Charlie Osborne’s work 2 Cariads Dw i wedi Syrthio mewn cariad efo ti (2024) could have been more centralised in the hang. A digital print of a blurred image is stretched on canvas, with much in common to the sample images you find in Snappy Snaps frame displays. A man and a woman, one with a 2012-Greenpeace-style headband, smile at the camera and lean into one another. Its title, in Welsh, translates to “Two darlings, I have fallen in love with you” and completed the romantic, blog-esque ideation I, as viewer, had projected onto the piece.

Osborne’s work with blurred imagery is part post-human, part mid-2010s nostalgia.
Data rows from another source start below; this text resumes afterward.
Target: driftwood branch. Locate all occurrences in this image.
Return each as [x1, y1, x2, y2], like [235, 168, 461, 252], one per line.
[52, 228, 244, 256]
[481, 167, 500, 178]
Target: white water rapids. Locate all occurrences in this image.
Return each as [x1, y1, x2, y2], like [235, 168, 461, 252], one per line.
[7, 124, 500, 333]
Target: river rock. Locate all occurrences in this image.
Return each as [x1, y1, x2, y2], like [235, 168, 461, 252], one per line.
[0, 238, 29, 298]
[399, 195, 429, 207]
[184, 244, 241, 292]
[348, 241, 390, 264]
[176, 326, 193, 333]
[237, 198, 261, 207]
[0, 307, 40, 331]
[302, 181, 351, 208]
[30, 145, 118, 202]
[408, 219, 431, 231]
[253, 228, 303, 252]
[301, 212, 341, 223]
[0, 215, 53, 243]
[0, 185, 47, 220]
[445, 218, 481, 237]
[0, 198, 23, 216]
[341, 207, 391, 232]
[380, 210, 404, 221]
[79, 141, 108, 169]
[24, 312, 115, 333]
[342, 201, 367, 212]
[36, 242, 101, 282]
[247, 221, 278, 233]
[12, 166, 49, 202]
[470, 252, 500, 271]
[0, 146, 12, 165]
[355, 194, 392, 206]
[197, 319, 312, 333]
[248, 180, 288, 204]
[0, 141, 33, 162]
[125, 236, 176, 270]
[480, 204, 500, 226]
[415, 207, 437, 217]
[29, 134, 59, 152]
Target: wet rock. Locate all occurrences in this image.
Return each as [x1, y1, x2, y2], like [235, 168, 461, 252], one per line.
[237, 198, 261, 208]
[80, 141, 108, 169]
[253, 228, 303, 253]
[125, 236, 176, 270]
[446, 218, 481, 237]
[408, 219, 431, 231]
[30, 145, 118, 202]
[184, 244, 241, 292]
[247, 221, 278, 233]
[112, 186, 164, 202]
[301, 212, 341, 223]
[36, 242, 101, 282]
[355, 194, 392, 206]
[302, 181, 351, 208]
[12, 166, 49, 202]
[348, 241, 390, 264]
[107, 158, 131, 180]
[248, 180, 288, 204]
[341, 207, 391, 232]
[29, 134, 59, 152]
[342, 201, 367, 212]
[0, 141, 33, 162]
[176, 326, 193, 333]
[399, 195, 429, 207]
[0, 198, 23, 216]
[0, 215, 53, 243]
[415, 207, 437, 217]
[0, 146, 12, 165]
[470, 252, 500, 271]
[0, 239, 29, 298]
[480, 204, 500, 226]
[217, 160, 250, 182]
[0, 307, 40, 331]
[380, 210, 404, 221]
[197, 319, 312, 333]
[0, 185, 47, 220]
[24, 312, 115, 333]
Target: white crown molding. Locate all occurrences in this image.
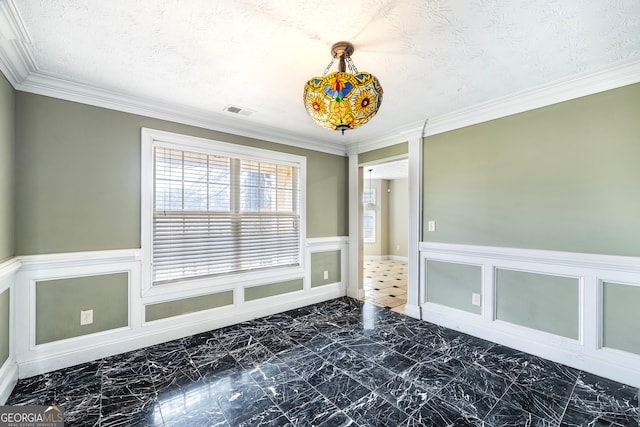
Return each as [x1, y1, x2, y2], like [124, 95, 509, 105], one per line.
[0, 2, 347, 156]
[348, 120, 423, 156]
[0, 0, 35, 84]
[351, 59, 640, 154]
[423, 59, 640, 139]
[3, 0, 639, 158]
[16, 71, 348, 157]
It surmises how it feels to love while also forgetting oneself amid the battle against face-recognition technology and the harvesting of memory. It also looks like a Tumblr rebloggable image circa 2013, the soft distillation of form reminiscent of the focus adjustment on a YouTuber bloggers digital camera: “Hi! it’s X, and I’m here to talk about heartbreak and data harvesting”. I want to know what it was about this time that matters now - a time when the mask of liberalism was slipping, but still in place, the image carries a nïavety that online cultural production, today, does not.

Hollywood Superstar wonders if this “salon” style should continue in perpetuity - a space where one can sample taste and refract it back to a crowd “IRL” rather than “online”. I’d like to liken this show to the Paris salon of 1767, at the Louvre, which Denis Diderot criticized and praised for its great contribution to (to use an anachronistic term for his time) aesthetic discourse. In writing for Correspondance Littéraire Diderot marked the early development of art criticism, from image to word (ekphrasis) and then from word back into image. Instagram stories are the modern day iteration of eighteenth-century ekphratic writing. Thirteen encouraged Cheek-to-Cheek interactions with artwork only previously seen on an Instagram grid - forcing opinions out of the digital circle-jerk and into the remit of house-party conversing.

“Even if all the works of Europe's painters and sculptors could be brought together, our Salon would not be equalled. Paris is the only city in the world where such a spectacle can be enjoyed every two years.”

I’d like to think that London, and Thirteen Images has the potential for catalysing a series of beginning of equally reactive, or summarising, survey exhibitions. More aesthetic discourse, please, the critique of great work eventually aids the development of new formalisms.